11. Website analytics, cookies, and connection logs
Vercel Web Analytics is optional and is included only when enabled in the website deployment. When enabled, it measures website visits and interactions without Side Whisper setting an analytics cookie. Vercel and hosting infrastructure may still process normal connection data such as IP address, user agent, timestamps, and requested pages for delivery, security, and aggregate reporting.
Website account areas may use cookies or similar storage required by Clerk to authenticate a session. The desktop app stores your analytics-consent choice with the accepted policy version, but the desktop application itself does not send usage analytics.
12. Retention and deletion
- Waitlist data is retained until the early-access period ends plus up to 12 months, or until you unsubscribe or request deletion, unless a legal requirement applies.
- Account, entitlement, consent, and device records are retained while your account is active and as needed for access, security, dispute handling, and legal obligations. Revoked device and entitlement-history records may be retained for audit and fraud prevention. Account deletion requests are completed subject to required legal retention and provider backup cycles.
- OTPs, device codes, sessions, and invitation links have short validity periods. Expiry stops their use; related hashed records may remain until replaced, cleaned up, or the account is deleted.
- Local app, browser, model, crash, and temporary data remains on your device until you clear or delete it, remove the relevant app data, or the operating system cleans it up. Uninstall behavior varies by distribution channel and operating-system settings.
13. Security
Measures include HTTPS/TLS in transit, one-way hashing for confirmation tokens, OTPs, server sessions, and device identifiers, Electron secure storage for the local auth cache, rate limiting, expiring authentication challenges, scoped administrator access, and local-only crash reporting. No system is completely secure; please contact us if you believe your account or data is at risk.
14. Your GDPR rights
Depending on the circumstances, you may have the right to access, correct, erase, or receive a portable copy of your personal data; restrict or object to processing; and withdraw consent without affecting earlier lawful processing. Some rights are limited by their legal conditions and applicable retention duties.

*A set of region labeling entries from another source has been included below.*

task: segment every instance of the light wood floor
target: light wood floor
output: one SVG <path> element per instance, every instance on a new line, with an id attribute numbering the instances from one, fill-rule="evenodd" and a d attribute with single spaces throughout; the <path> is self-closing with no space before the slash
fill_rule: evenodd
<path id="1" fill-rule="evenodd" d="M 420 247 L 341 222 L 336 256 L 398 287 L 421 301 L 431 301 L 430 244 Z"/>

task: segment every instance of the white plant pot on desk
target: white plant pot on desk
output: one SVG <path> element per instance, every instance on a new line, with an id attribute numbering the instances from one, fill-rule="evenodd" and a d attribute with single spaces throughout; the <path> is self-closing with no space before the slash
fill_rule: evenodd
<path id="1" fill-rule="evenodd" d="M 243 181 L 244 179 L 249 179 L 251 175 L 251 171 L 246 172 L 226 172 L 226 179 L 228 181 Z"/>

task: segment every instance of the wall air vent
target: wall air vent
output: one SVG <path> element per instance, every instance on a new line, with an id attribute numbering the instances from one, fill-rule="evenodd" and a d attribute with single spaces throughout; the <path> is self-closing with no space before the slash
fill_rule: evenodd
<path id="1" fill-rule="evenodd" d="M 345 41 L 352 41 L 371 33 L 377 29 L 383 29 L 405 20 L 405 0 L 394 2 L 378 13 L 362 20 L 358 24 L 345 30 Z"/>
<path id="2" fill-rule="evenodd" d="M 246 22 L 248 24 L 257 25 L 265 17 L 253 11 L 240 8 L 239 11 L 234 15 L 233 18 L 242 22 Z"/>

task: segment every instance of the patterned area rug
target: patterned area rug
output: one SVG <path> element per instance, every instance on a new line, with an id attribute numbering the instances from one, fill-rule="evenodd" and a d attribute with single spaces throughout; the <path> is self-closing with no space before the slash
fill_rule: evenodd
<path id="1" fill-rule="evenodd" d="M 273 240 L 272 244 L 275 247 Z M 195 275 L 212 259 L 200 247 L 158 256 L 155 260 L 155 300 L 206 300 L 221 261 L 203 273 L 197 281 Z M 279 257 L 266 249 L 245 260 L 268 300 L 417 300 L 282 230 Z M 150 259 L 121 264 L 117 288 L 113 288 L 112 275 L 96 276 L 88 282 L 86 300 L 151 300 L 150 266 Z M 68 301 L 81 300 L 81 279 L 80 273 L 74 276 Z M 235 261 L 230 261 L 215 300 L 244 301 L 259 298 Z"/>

Send requests to privacy@sidewhisper.com. We may need to verify your identity before acting. You can also use the unsubscribe link in waitlist or marketing email. For a plain-language overview, see the European Commission's GDPR rights guide.
15. Complaints and policy changes
You may lodge a complaint with your local data-protection authority or with Romania's authority:
ANSPDCP
Autoritatea Națională de Supraveghere a Prelucrării Datelor cu Caracter Personal
www.dataprotection.ro
We will update the date above when this policy changes materially. Where required, we will request renewed consent or give additional notice in the app or by email.